Juliette Lemontey works with old fabrics — worn linen and cotton sheets marked by time — where her faceless figures float like uncertain memories, suspended between appearance and disappearance. Chidy Wayne, in contrast, embraces the raw texture of jute, etching gestural forms into its surface, as if wrestling with the material itself.
With her delicate linen weavings, Toufan Hosseiny creates a fragile language where threads intertwine, unravel, and rejoin — a metaphor for human stories that fray and are pieced back together. Silvia de Marchi, meanwhile, distresses paper — tearing, hollowing, and reworking it into a new surface, a reconstructed skin where destruction and creation coexist.
Jamie Mills investigates the interaction between material and environment by collecting natural and synthetic elements, fragmenting and reassembling them. His compositions evoke landscapes on the edge of the tangible and the imagined, where decay becomes a metamorphic process.
Moritz Berg captures the poetry of everyday life through minimalist works that reflect the connection between humans and nature. His pieces play with light, textures, and imperfections, revealing the transience of fleeting moments.
Giorgio Petracci draws from the memory of his homeland — the Adriatic coast — and the materials that shape it. Working with wood, photography, and painting, he explores the passage of time, between disappearance and endurance, absence and presence.
Armando Mesías lingers on erasure, time passing, and the ambiguity of memory. His work blends figuration and abstraction, conjuring ghostly traces and images that question what escapes us — and what remains.

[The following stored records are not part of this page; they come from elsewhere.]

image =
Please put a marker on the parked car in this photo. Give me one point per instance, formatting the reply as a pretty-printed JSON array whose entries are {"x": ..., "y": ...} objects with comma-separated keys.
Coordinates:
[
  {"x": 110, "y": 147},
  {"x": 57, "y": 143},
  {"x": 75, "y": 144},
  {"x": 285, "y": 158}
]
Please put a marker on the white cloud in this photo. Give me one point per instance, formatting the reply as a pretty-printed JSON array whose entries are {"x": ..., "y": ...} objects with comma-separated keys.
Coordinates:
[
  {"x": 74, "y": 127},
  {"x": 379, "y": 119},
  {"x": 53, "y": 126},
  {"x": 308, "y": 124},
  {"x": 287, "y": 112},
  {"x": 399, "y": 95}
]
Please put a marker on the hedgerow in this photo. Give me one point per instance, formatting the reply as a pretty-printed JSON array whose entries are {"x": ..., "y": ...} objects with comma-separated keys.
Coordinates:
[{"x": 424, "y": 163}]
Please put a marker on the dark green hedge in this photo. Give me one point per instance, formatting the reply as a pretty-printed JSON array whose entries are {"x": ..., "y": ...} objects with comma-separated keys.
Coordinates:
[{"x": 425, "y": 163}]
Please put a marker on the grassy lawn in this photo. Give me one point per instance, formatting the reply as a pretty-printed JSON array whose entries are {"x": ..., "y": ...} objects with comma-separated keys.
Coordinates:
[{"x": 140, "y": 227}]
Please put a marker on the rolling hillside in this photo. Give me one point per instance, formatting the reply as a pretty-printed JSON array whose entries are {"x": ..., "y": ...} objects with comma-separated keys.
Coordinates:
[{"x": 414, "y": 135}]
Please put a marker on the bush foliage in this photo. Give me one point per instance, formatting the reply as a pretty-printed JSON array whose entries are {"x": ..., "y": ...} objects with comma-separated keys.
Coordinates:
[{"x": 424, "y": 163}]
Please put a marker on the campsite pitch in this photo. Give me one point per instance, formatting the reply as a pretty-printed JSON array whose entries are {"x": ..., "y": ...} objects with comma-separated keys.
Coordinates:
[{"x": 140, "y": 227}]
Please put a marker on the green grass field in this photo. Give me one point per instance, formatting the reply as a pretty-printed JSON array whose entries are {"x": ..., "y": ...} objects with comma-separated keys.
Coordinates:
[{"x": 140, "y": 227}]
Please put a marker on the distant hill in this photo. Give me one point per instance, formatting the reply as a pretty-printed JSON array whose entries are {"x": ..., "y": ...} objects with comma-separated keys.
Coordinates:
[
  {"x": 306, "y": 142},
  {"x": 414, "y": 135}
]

Roan van Oort constructs abstract landscapes from raw materials — pigment, sand, lime. His delicate, timeless compositions seem to breathe with light and space, evoking a state of perpetual transformation.

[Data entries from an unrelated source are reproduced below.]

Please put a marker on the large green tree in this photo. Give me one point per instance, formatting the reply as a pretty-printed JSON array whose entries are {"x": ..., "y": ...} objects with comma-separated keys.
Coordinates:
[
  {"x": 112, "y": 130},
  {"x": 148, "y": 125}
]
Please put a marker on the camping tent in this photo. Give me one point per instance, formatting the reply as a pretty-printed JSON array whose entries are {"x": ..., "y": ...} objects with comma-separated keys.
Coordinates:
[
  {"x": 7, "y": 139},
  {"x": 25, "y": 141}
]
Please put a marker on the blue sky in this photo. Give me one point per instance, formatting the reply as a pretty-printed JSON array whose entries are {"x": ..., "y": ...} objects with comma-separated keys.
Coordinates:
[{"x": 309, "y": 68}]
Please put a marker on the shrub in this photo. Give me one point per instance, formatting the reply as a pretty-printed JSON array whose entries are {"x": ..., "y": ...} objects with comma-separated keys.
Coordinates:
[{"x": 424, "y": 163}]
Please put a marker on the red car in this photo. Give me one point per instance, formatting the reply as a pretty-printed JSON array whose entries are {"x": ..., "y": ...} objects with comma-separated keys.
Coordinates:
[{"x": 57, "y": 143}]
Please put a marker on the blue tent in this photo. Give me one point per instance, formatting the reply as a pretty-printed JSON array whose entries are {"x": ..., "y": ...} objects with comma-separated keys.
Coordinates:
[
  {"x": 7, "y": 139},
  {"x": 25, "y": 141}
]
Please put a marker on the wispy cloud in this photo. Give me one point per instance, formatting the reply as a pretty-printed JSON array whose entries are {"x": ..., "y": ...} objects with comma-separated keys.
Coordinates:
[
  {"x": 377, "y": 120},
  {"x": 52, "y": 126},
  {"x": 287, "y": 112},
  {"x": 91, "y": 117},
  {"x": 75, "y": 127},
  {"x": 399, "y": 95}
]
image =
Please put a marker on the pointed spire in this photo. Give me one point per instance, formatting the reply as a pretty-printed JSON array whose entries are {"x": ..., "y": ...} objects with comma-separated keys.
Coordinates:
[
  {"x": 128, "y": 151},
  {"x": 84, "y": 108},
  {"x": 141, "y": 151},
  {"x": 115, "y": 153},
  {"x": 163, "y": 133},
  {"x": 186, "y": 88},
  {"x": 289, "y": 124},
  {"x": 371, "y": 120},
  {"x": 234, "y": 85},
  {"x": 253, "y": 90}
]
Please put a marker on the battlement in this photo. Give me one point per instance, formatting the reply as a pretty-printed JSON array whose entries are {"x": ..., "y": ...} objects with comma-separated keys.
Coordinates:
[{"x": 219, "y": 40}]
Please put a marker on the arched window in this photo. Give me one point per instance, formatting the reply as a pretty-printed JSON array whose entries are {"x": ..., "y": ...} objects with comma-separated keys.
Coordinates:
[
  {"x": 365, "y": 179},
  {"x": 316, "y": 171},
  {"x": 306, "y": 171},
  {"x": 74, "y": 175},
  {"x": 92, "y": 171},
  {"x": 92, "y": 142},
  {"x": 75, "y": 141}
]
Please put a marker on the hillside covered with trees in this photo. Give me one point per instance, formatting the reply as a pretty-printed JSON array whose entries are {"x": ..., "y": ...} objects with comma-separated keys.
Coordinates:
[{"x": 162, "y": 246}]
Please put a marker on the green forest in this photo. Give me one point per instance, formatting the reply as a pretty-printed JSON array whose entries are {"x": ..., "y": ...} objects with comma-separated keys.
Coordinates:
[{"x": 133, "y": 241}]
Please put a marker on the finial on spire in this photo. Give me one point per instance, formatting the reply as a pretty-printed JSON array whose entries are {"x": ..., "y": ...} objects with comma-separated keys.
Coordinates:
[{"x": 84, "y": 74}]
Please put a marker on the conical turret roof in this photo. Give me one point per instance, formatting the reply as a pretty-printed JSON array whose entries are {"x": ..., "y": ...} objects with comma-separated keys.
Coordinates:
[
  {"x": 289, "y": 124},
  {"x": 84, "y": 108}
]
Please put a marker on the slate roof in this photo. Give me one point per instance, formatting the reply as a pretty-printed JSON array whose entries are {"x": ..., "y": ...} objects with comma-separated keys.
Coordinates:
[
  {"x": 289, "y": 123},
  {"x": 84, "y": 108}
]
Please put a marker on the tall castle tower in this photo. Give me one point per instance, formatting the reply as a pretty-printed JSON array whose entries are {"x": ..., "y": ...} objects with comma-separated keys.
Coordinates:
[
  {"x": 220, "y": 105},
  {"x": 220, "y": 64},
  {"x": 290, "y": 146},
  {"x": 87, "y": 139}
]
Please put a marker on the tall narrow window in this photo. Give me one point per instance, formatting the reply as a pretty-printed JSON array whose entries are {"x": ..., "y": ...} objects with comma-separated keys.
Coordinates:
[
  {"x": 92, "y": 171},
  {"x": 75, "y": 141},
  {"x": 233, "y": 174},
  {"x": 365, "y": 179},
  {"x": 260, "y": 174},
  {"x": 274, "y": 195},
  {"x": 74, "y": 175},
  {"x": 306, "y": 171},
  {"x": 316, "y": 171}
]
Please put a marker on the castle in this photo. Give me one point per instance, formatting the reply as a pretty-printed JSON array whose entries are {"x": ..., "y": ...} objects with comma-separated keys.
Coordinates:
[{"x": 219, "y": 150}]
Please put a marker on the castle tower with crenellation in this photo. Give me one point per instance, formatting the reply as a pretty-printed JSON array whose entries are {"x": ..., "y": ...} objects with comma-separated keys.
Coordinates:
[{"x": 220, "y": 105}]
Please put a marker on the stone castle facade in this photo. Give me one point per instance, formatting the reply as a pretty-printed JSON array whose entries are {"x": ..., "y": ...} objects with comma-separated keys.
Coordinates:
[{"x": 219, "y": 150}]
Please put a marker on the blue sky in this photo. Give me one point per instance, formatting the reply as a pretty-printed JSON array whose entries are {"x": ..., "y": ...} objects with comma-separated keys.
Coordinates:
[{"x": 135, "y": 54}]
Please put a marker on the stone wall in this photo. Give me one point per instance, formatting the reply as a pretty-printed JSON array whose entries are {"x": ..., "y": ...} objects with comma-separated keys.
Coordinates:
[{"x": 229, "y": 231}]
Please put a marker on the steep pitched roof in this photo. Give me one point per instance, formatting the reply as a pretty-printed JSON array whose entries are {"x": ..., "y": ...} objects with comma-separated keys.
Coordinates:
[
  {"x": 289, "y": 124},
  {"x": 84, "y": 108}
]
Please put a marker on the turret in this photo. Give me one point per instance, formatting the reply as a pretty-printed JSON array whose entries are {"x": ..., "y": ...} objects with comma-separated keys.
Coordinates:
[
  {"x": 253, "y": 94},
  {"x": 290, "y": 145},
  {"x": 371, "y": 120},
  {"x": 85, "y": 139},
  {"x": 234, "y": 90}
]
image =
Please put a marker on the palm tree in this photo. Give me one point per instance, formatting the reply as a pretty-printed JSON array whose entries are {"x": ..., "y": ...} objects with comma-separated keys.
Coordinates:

Ce qui s’efface demeure explores the tension between disappearance and endurance, between the tangible and the ephemeral. Like the concrete walls that bear the memory of a radical architectural gesture, the works in this exhibition remind us that matter, even altered, holds a trace. What fades does not vanish — it is inscribed differently: in the fibre, in the fold, in the memory of those who see.